Mary Vogel, a Portland-based urban planner, said she was happy there was a master plan for the development rather than a “helter skelter” approach to building. Nonetheless, she said, the city could do more to emphasize in-fill development to meet the needs of younger residents.
“The generation currently moving into housing, millennials, are the most urban cohort since World War II,” Vogel said. “They’re the ones who might want to move to downtown Camas.”
Jim Metzger, a Camas pilot, said he was concerned about how close the development would be to the airfield and how it could affect pilots on approach. He offered to fly the councilors above the Lacamas Northshore parcels to give them a pilot’s-eye view of the project.
Heart of growth plans
Proponents of the project, meanwhile, said it would be good for Camas’ growth.
“This has been a vetted project, and a great opportunity for the city,” said Kim Logan, a representative for Lacamas Northshore’s second-largest ownership group, the Mills family.
The city also agrees that the project could be at the heart of its growth plans.
About 313 acres of the property has been set aside for industrial development.
How that development might take shape is unclear, however.
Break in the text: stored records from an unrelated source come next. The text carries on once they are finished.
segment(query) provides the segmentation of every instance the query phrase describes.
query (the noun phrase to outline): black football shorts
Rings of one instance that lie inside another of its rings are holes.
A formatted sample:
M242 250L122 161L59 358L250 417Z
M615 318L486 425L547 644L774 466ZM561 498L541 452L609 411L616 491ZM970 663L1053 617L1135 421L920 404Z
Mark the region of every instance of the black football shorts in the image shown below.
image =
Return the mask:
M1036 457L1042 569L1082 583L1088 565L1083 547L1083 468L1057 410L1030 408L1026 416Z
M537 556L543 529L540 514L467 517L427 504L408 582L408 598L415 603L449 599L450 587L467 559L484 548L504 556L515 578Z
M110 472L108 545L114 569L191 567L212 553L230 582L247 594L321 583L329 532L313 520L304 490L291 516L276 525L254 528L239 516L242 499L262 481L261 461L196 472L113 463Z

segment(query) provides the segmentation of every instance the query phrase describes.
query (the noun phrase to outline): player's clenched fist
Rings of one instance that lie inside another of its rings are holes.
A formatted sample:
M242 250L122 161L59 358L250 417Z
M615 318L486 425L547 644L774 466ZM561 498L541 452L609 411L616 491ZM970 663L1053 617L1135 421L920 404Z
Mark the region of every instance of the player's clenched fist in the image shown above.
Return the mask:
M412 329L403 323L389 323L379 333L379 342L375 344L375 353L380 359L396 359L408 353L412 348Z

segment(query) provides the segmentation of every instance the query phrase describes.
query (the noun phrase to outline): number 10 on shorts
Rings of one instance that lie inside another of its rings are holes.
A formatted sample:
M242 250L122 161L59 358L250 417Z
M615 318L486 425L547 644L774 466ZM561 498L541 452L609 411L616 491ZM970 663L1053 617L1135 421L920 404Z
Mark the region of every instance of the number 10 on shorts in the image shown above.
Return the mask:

Land currently owned by the Johnston Dairy could be transformed
into a commerce park with one anchor tenant, or it could be split up.
Schools, trails and other amenities are expected to take root around the properties as they develop. The city has discussed the possibility of new schools with the Camas School District.
The city council also held a hearing Tuesday on amendments to the city’s 2013 comprehensive plan. Beginning next year, the city will undergo a two-year update to the plan, a requirement of the state’s Growth Management Act.
The city annexed the Lacamas Northshore land in 2008, in part to help the city reach its population target of 34,800 over 20 years. If Camas’ population increases as projected, it will need approximately 5,710 additional dwelling units, the city estimates.